---
title: "Homogeneous Weibull Series Systems: Shared Shape Parameter"
output:
    rmarkdown::html_vignette:
        toc: true
vignette: >
  %\VignetteIndexEntry{Homogeneous Weibull Series Systems: Shared Shape Parameter}
  %\VignetteEngine{knitr::rmarkdown}
  %\VignetteEncoding{UTF-8}
header-includes:
- \renewcommand{\v}[1]{\boldsymbol{#1}}
---

```{r setup, include = FALSE}
knitr::opts_chunk$set(
  collapse = TRUE,
  echo = TRUE,
  comment = "#>")

# Set to TRUE to regenerate long-running simulation results
run_long <- FALSE

library(maskedcauses)
old_opts <- options(digits = 4)
```


Theory {#theory}
=================

## Component lifetime model

Consider a series system with $m$ components where each component lifetime
follows a Weibull distribution with a **common shape parameter** $k$ but
individual scale parameters $\beta_1, \ldots, \beta_m$.
The parameter vector is
$$
  \theta = (k, \beta_1, \ldots, \beta_m) \in \mathbb{R}^{m+1}_{>0}.
$$

The $j$-th component has hazard function
$$
  h_j(t \mid k, \beta_j) = \frac{k}{\beta_j}
    \left(\frac{t}{\beta_j}\right)^{k-1}, \quad t > 0,
$$
survival function
$$
  R_j(t \mid k, \beta_j) = \exp\!\left(-\left(\frac{t}{\beta_j}\right)^k\right),
$$
and pdf
$$
  f_j(t \mid k, \beta_j) = h_j(t) \, R_j(t)
    = \frac{k}{\beta_j}\left(\frac{t}{\beta_j}\right)^{k-1}
      \exp\!\left(-\left(\frac{t}{\beta_j}\right)^k\right).
$$

The shape parameter $k$ controls the failure rate behaviour:

- $k < 1$: decreasing failure rate (DFR) -- infant mortality, burn-in
- $k = 1$: constant failure rate (CFR) -- exponential distribution
- $k > 1$: increasing failure rate (IFR) -- wear-out, aging

## System lifetime

The system lifetime $T = \min(T_1, \ldots, T_m)$ has reliability
$$
  R_{\text{sys}}(t \mid \theta) = \prod_{j=1}^m R_j(t)
    = \exp\!\left(-\sum_{j=1}^m \left(\frac{t}{\beta_j}\right)^k\right).
$$

Because all components share the same shape $k$, the exponent simplifies:
$$
  \sum_{j=1}^m \left(\frac{t}{\beta_j}\right)^k
    = t^k \sum_{j=1}^m \beta_j^{-k}
    = \left(\frac{t}{\beta_{\text{sys}}}\right)^k,
$$
where
$$
  \beta_{\text{sys}} = \left(\sum_{j=1}^m \beta_j^{-k}\right)^{-1/k}.
$$
Thus, the system lifetime is itself Weibull with shape $k$ and scale
$\beta_{\text{sys}}$:
$$
  T \sim \operatorname{Weibull}(k, \beta_{\text{sys}}).
$$
This closure under the minimum operation is the defining structural advantage
of the homogeneous model and is computed by `wei_series_system_scale(k, scales)`.

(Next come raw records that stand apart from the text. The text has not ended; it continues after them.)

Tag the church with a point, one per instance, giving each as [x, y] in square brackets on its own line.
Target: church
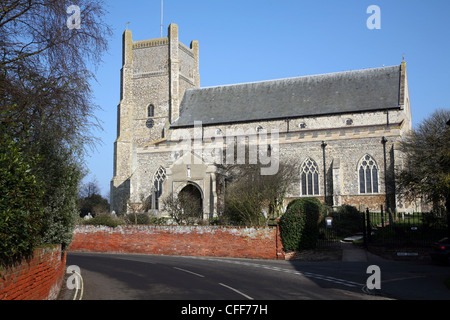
[342, 129]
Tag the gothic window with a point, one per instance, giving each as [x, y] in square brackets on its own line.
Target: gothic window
[309, 175]
[158, 180]
[368, 175]
[151, 111]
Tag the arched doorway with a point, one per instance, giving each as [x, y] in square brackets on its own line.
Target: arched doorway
[191, 200]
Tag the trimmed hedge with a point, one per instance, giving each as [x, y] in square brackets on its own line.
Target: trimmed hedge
[21, 208]
[347, 220]
[299, 226]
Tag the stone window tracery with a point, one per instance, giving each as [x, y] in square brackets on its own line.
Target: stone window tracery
[158, 180]
[309, 174]
[368, 175]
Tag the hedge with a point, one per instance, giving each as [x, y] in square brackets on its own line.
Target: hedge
[299, 227]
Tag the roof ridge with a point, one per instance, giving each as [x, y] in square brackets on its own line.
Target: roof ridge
[293, 78]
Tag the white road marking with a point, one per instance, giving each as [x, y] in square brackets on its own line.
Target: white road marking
[305, 274]
[184, 270]
[237, 291]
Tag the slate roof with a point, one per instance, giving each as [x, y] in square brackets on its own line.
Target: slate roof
[325, 94]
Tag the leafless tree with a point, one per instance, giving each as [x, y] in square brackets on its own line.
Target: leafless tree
[46, 68]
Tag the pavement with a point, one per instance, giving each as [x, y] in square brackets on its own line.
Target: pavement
[353, 253]
[408, 279]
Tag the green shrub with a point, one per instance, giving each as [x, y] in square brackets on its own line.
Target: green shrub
[299, 225]
[21, 208]
[347, 220]
[103, 220]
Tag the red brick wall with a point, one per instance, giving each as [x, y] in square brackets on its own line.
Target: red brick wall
[260, 243]
[37, 278]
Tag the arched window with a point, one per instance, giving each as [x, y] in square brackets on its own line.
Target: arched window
[158, 180]
[309, 174]
[151, 111]
[368, 175]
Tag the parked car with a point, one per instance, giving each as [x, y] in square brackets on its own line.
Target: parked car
[441, 250]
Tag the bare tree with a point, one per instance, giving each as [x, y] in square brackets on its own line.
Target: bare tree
[45, 67]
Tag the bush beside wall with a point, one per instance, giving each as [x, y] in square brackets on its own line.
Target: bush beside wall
[37, 278]
[239, 242]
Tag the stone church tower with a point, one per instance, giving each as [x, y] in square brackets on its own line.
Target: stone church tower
[154, 77]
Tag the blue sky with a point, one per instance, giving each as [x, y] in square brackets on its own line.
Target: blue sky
[247, 40]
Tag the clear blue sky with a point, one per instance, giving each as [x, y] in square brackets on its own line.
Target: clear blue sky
[249, 40]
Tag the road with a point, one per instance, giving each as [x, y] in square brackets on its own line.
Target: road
[150, 277]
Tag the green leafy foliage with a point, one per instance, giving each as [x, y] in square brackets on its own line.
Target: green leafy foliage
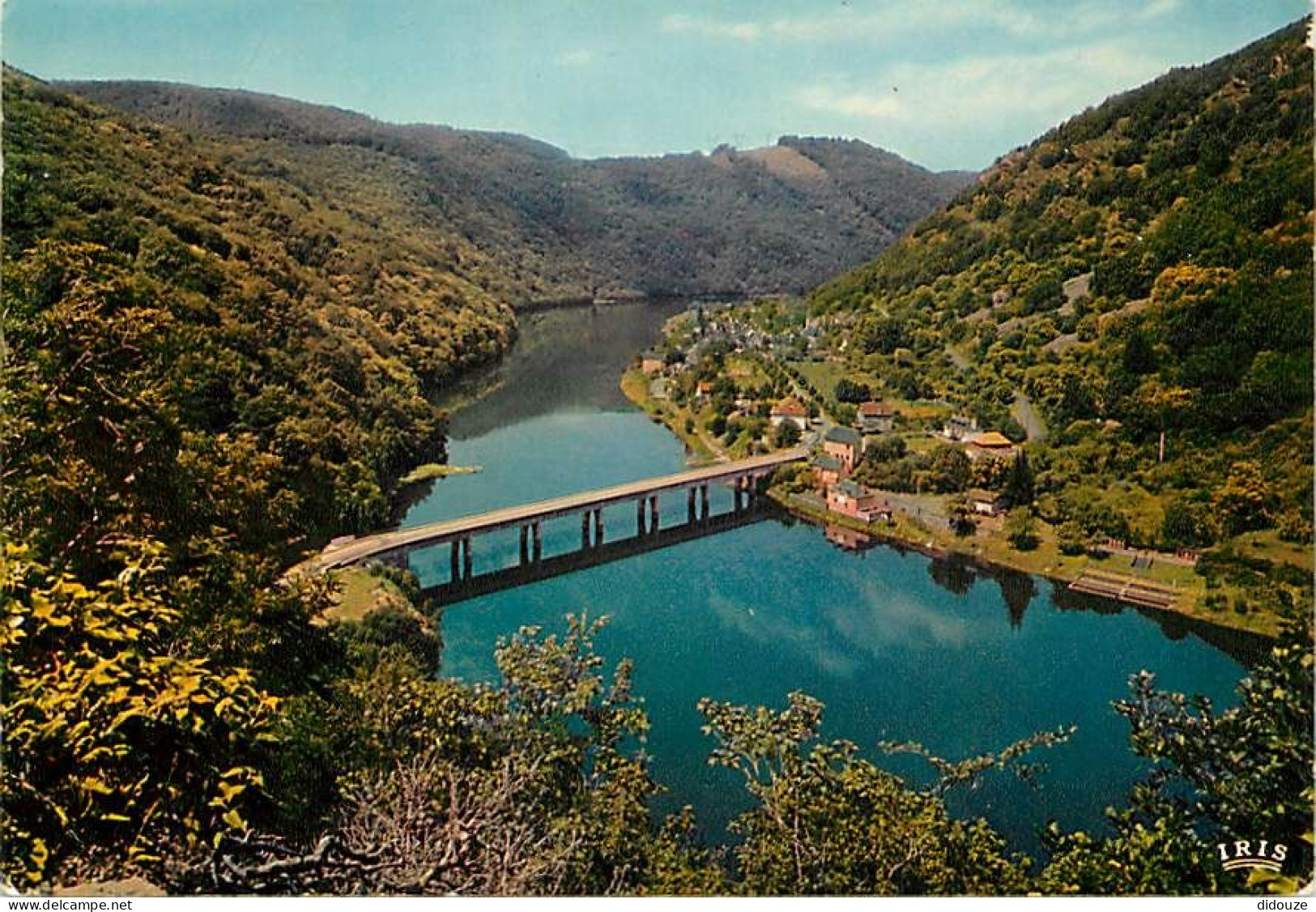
[829, 823]
[1141, 277]
[120, 756]
[1240, 774]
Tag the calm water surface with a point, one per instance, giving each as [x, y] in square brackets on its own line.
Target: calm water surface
[896, 645]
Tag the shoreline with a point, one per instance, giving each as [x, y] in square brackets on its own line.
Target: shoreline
[983, 553]
[933, 547]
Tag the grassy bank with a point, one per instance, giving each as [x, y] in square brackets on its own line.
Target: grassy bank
[635, 385]
[989, 545]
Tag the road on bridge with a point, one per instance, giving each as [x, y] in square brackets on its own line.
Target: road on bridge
[361, 549]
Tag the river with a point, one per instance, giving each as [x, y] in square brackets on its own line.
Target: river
[899, 646]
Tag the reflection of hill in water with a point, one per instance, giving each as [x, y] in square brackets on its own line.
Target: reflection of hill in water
[1017, 590]
[564, 358]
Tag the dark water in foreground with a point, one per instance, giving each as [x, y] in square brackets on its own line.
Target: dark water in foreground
[896, 645]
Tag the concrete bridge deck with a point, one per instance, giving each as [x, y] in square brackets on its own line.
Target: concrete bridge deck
[396, 545]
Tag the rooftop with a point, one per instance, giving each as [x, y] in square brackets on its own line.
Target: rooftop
[840, 435]
[827, 463]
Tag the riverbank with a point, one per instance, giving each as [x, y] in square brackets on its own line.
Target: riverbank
[987, 545]
[1046, 560]
[679, 421]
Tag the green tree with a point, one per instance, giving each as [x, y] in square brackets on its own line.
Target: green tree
[948, 470]
[1240, 774]
[120, 756]
[829, 823]
[1021, 529]
[1246, 499]
[787, 435]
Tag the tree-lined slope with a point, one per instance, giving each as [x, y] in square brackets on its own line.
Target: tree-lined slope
[1143, 269]
[557, 227]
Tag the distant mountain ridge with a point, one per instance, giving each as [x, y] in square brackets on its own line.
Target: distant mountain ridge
[781, 219]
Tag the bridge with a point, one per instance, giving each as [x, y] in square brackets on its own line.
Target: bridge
[396, 547]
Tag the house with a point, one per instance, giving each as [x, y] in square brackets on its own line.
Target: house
[827, 470]
[990, 445]
[987, 503]
[845, 444]
[877, 417]
[960, 427]
[853, 501]
[790, 410]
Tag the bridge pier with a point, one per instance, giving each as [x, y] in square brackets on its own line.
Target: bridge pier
[743, 476]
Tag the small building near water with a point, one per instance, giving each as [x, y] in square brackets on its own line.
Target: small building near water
[989, 503]
[845, 444]
[877, 417]
[960, 427]
[827, 470]
[990, 445]
[790, 410]
[853, 501]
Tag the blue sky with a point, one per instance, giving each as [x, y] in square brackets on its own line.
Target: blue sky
[945, 83]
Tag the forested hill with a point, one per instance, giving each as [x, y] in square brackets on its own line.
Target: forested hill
[769, 220]
[198, 351]
[1144, 267]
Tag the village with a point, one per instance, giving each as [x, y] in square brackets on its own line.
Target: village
[737, 382]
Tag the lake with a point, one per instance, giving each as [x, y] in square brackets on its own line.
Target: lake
[899, 646]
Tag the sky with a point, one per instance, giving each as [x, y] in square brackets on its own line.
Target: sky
[945, 83]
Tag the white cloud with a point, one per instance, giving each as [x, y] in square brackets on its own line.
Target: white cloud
[575, 58]
[922, 16]
[712, 29]
[850, 103]
[982, 91]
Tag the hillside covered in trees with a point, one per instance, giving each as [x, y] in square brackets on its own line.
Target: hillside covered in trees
[1143, 277]
[769, 220]
[207, 364]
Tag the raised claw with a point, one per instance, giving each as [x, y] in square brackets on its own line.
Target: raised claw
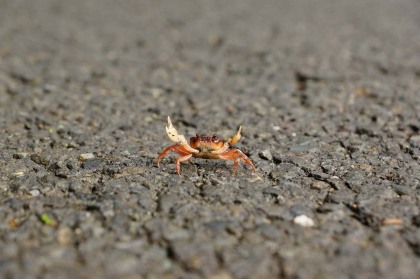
[179, 139]
[234, 140]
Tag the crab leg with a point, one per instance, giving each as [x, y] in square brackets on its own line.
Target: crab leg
[234, 155]
[175, 148]
[178, 162]
[231, 141]
[234, 140]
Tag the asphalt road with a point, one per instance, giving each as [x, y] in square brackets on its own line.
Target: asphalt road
[328, 96]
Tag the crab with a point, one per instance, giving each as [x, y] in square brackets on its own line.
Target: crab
[205, 147]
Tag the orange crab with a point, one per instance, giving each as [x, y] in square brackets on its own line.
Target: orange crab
[205, 147]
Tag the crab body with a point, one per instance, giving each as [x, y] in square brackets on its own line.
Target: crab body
[205, 147]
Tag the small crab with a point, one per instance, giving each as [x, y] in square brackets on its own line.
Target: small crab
[204, 147]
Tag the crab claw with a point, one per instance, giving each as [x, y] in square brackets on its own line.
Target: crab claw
[171, 131]
[234, 140]
[179, 139]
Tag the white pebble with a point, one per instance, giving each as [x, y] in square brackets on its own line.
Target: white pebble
[34, 193]
[304, 221]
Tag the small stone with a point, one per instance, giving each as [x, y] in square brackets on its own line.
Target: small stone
[40, 160]
[20, 155]
[92, 164]
[319, 185]
[35, 193]
[415, 140]
[304, 221]
[18, 174]
[64, 236]
[86, 156]
[266, 155]
[416, 220]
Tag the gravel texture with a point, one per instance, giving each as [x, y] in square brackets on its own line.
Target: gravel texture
[327, 93]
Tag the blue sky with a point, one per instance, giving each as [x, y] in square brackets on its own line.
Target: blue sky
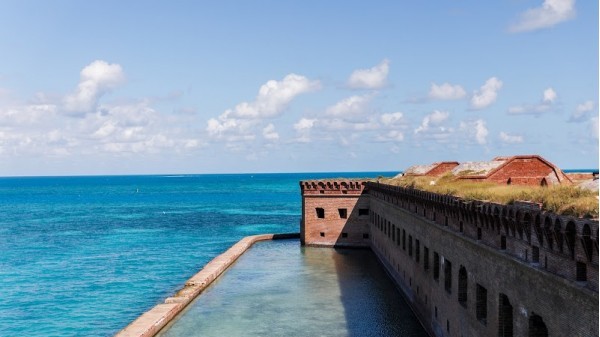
[140, 87]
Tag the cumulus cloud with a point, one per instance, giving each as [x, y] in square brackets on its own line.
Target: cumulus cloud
[547, 104]
[350, 107]
[96, 79]
[510, 139]
[549, 14]
[593, 124]
[269, 132]
[446, 91]
[433, 119]
[549, 95]
[372, 78]
[391, 136]
[582, 112]
[475, 129]
[487, 94]
[240, 123]
[392, 119]
[273, 97]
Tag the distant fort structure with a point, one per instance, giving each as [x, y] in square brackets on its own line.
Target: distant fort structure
[469, 268]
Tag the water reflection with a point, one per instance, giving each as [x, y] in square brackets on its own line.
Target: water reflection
[281, 289]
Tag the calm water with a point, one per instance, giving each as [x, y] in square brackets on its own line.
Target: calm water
[84, 256]
[281, 289]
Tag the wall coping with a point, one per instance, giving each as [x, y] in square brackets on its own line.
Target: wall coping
[153, 320]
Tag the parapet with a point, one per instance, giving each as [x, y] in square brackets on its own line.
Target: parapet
[332, 187]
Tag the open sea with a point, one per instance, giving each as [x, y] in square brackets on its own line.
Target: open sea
[84, 256]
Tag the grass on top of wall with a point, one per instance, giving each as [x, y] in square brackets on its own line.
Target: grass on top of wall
[565, 200]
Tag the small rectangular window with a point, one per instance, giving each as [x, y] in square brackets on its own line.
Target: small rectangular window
[481, 306]
[436, 266]
[320, 212]
[535, 254]
[448, 276]
[417, 251]
[581, 272]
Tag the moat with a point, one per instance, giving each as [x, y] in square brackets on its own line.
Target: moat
[278, 288]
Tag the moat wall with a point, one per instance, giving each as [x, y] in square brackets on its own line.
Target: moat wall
[470, 268]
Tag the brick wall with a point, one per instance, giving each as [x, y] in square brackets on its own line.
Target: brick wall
[338, 221]
[524, 260]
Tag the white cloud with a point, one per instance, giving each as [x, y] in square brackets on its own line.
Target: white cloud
[350, 107]
[304, 124]
[549, 14]
[241, 122]
[273, 97]
[510, 139]
[433, 119]
[546, 105]
[475, 129]
[96, 79]
[446, 91]
[392, 119]
[391, 136]
[593, 123]
[487, 94]
[269, 132]
[372, 78]
[549, 95]
[582, 111]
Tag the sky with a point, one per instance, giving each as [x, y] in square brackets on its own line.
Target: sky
[158, 87]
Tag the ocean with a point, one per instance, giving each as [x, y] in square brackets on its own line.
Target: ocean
[84, 256]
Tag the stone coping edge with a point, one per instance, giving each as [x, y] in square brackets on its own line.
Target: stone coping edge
[153, 320]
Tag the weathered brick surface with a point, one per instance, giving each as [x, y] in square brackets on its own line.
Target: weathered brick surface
[527, 255]
[524, 170]
[442, 168]
[333, 229]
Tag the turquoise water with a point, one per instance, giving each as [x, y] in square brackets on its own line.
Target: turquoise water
[281, 289]
[84, 256]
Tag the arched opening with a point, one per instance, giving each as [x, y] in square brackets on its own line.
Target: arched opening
[527, 226]
[558, 234]
[538, 230]
[505, 320]
[537, 328]
[462, 286]
[587, 241]
[570, 234]
[548, 231]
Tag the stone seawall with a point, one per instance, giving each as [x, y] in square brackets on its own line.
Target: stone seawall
[153, 320]
[470, 268]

## Conditional cause probability

The conditional probability that component $j$ caused the system failure at
time $t$ is
$$
  P(K = j \mid T = t, \theta) = \frac{h_j(t)}{h_{\text{sys}}(t)}
    = \frac{\beta_j^{-k} \cdot (k / \beta_j)(t/\beta_j)^{k-1}}
           {\sum_l \beta_l^{-k} \cdot (k / \beta_l)(t/\beta_l)^{k-1}}.
$$
The $t^{k-1}$ and $k$ factors cancel, yielding
$$
  P(K = j \mid T = t, \theta) = \frac{\beta_j^{-k}}{\sum_{l=1}^m \beta_l^{-k}}
    \eqqcolon w_j.
$$
Remarkably, this does **not** depend on the failure time $t$ -- the conditional
cause probability is constant, just as in the exponential case. This occurs
because every component hazard shares the same power-law time dependence
$t^{k-1}$, which cancels in the ratio. We define the **cause weights**
$$
  w_j = \frac{\beta_j^{-k}}{\sum_{l=1}^m \beta_l^{-k}}.
$$

## Marginal cause probability

Since $P(K = j \mid T = t, \theta)$ is independent of $t$,
the marginal probability integrates trivially:
$$
  P(K = j \mid \theta) = \mathbb{E}_T[P(K = j \mid T, \theta)] = w_j
    = \frac{\beta_j^{-k}}{\sum_{l=1}^m \beta_l^{-k}}.
$$
Components with smaller scale parameters (shorter expected lifetimes) are more
likely to be the cause of system failure.

## Connection to the exponential model

When $k = 1$, the Weibull distribution reduces to the exponential with rate
$\lambda_j = 1/\beta_j$. In this case:

- The system scale becomes
  $\beta_{\text{sys}} = (1/\sum_j \beta_j^{-1})$ and the system rate is
  $\lambda_{\text{sys}} = \sum_j \lambda_j$.
- The cause weights become $w_j = \lambda_j / \lambda_{\text{sys}}$.
- All likelihood contributions reduce to the `exp_series_md_c1_c2_c3` forms.

We verify this identity numerically in the [Weibull(k=1) = Exponential Identity](#exponential-identity) section below.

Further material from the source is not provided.